Gelelim kitabın dikkatimi çeken özellikleri :
Yazar kitabı üç kahraman/karakter üzerine kurgulamaya çalışmış. Mertcan, Atakan ve Hülya. Fakat karakterler yeteri kadar işlenmemiş, kitabın tamamında yer yer aktif olsalarda karakterler pasit kalmış. Yazar kitaba roman diyebilmek için Çanakkale öykülerini birleştirebilmek için karakterler oluşturmaya çalışmış. Şunu demeye çalışıyorum. Kabaca bir çocuk romanında yer verilen kişi, eğer kitap okunup bittikten sonra yürüyüp kitabın içinden çıkıp okuyucunun zihninde bir süre dolaşıyorsa tavır ve davranışları ile okuyunun zihninde yer ediyorsa o kişi karakter olmuş demektir.

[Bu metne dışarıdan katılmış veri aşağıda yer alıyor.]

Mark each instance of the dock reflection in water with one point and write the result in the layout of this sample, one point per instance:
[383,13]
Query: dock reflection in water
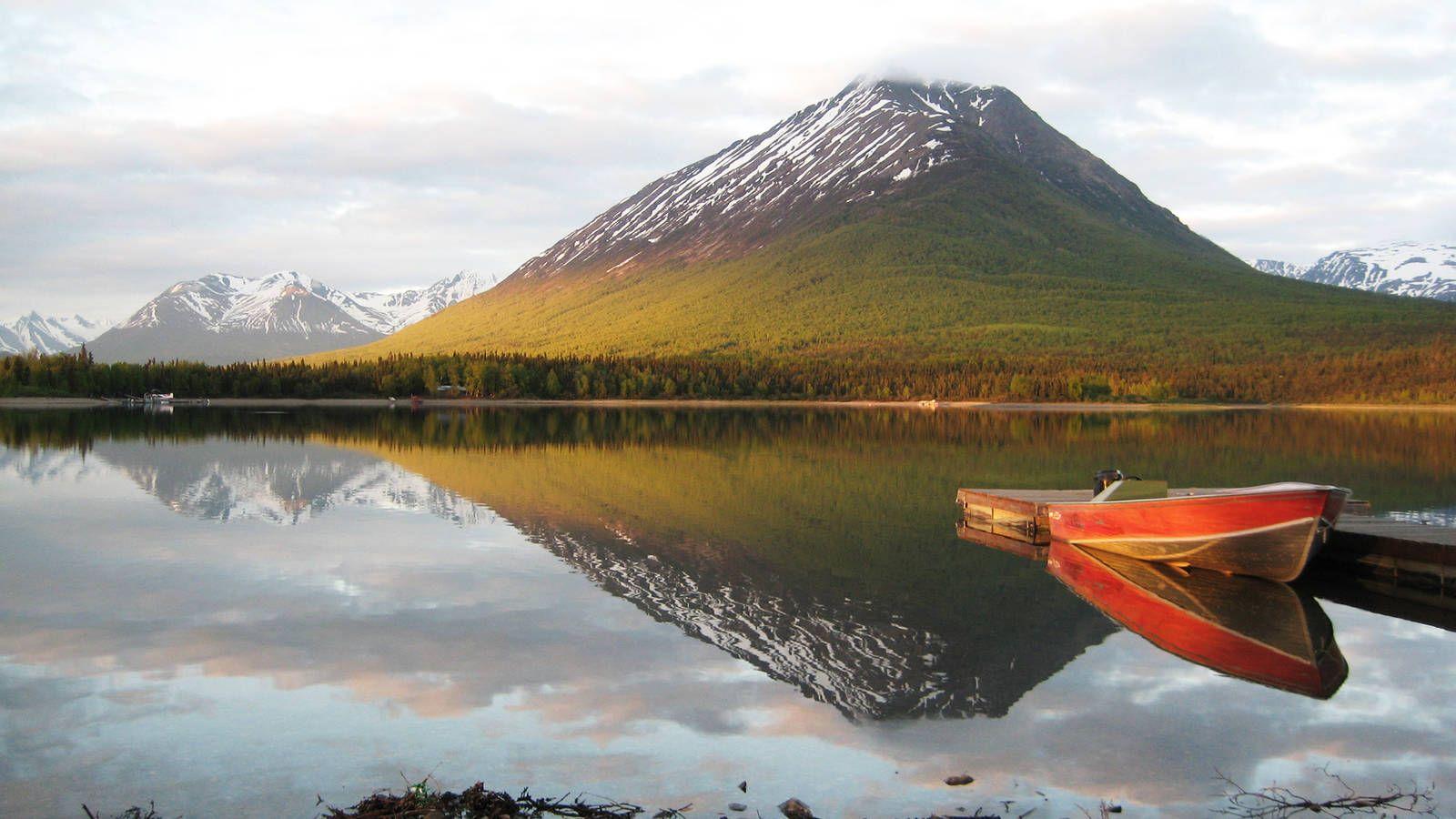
[1245,627]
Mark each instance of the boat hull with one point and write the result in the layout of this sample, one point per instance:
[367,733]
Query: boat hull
[1264,532]
[1244,627]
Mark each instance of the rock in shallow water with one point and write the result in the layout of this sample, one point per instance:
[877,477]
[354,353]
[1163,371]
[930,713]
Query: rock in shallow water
[960,780]
[795,809]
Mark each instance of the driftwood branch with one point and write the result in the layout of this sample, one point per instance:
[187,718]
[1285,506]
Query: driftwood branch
[1274,802]
[477,802]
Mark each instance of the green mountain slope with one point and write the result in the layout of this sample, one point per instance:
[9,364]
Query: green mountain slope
[1014,242]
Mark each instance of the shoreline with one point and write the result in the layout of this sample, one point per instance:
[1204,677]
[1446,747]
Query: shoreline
[739,404]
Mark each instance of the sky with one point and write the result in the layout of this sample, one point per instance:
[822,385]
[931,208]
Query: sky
[386,145]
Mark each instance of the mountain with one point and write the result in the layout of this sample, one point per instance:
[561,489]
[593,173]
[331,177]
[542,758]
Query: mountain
[229,318]
[902,220]
[1274,267]
[1400,268]
[47,334]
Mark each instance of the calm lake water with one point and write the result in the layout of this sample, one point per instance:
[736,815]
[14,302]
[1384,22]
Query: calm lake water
[230,612]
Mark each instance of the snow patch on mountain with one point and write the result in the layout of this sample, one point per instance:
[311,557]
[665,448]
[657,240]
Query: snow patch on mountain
[48,334]
[871,137]
[1274,267]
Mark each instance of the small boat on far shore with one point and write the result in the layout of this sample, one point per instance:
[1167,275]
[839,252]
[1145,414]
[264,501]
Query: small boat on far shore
[1245,627]
[1270,531]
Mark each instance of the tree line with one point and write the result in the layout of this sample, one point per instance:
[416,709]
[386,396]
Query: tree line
[1401,375]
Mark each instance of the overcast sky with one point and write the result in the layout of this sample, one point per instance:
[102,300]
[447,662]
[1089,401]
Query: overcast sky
[379,145]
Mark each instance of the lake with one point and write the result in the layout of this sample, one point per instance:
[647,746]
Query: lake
[232,611]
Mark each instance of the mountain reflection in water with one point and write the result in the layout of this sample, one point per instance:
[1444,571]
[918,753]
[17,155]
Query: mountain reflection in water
[1245,627]
[393,589]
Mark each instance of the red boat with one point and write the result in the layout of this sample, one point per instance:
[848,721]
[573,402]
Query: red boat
[1270,531]
[1244,627]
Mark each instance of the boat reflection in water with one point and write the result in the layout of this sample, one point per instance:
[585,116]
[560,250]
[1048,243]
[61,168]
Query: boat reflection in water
[1245,627]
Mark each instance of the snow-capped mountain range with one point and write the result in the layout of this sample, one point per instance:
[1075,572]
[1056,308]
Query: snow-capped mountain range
[223,318]
[871,138]
[1401,268]
[48,334]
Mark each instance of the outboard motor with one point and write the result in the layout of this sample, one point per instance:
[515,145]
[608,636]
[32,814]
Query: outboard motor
[1106,479]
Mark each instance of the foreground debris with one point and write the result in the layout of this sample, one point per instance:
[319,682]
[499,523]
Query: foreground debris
[1278,800]
[480,804]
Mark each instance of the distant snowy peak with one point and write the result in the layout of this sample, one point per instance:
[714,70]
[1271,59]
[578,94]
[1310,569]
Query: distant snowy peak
[47,334]
[405,308]
[296,303]
[1400,268]
[1274,267]
[218,318]
[870,140]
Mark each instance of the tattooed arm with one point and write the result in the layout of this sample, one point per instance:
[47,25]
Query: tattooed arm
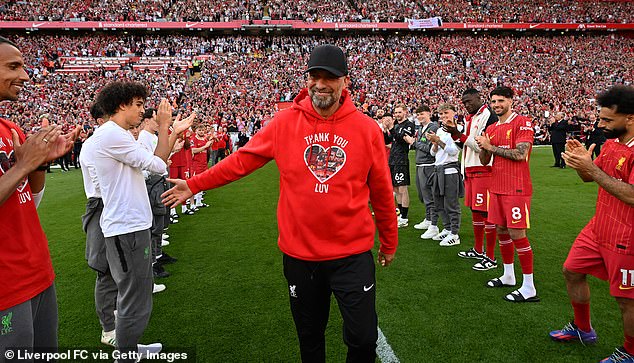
[517,154]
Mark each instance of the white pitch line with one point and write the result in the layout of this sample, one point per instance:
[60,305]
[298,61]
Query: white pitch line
[384,350]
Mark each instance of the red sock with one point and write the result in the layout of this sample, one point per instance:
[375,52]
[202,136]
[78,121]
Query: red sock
[492,234]
[582,316]
[525,254]
[506,249]
[478,231]
[629,344]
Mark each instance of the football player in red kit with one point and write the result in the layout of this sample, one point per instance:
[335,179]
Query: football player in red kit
[510,140]
[200,147]
[604,247]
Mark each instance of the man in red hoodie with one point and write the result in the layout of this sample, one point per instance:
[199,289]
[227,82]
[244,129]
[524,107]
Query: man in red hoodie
[331,159]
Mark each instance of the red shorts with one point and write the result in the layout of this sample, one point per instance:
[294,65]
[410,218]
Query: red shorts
[510,211]
[588,257]
[476,190]
[179,172]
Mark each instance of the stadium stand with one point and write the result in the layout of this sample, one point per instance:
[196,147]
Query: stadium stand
[558,11]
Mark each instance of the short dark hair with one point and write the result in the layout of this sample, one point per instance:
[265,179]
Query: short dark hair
[119,93]
[446,106]
[621,97]
[96,112]
[423,108]
[5,40]
[471,91]
[149,113]
[503,91]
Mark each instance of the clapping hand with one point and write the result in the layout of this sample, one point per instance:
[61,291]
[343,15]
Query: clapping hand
[178,194]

Dünya çocuk edebiyatı "macera" diye nitelendirdiğimiz türdeki kitapların hemen hemen tamamında üç karakter kullanılıyor. ikisi erkek biri kız Yazar çeviri çocuk kitaplarından karakter oluşturma konusunda esinlenmiş.
Gelelim Afacanların zaman yolcuğu yapma konusunda. bu yönüyle kitap bilim kurgu niteliği taşıyor gibi. gibi diyorum çünkü bilim kurgu kitapları kendi gerçekliğinde/kurmacasında zaman yolculuğunun nedenlerini/olabilirliğini açıklar. Buna yazar başvurmamış/vuramamış. Hülya'nın ninesinden aldığı pusula ile topun namusu arasında bir ilişki kurulmuş soru şu Neden iki araç pusula ve top bir aya geldiğinde sinyal çalışıyor/Neden zaman yolculuğu yapabiliyor Afacanlar.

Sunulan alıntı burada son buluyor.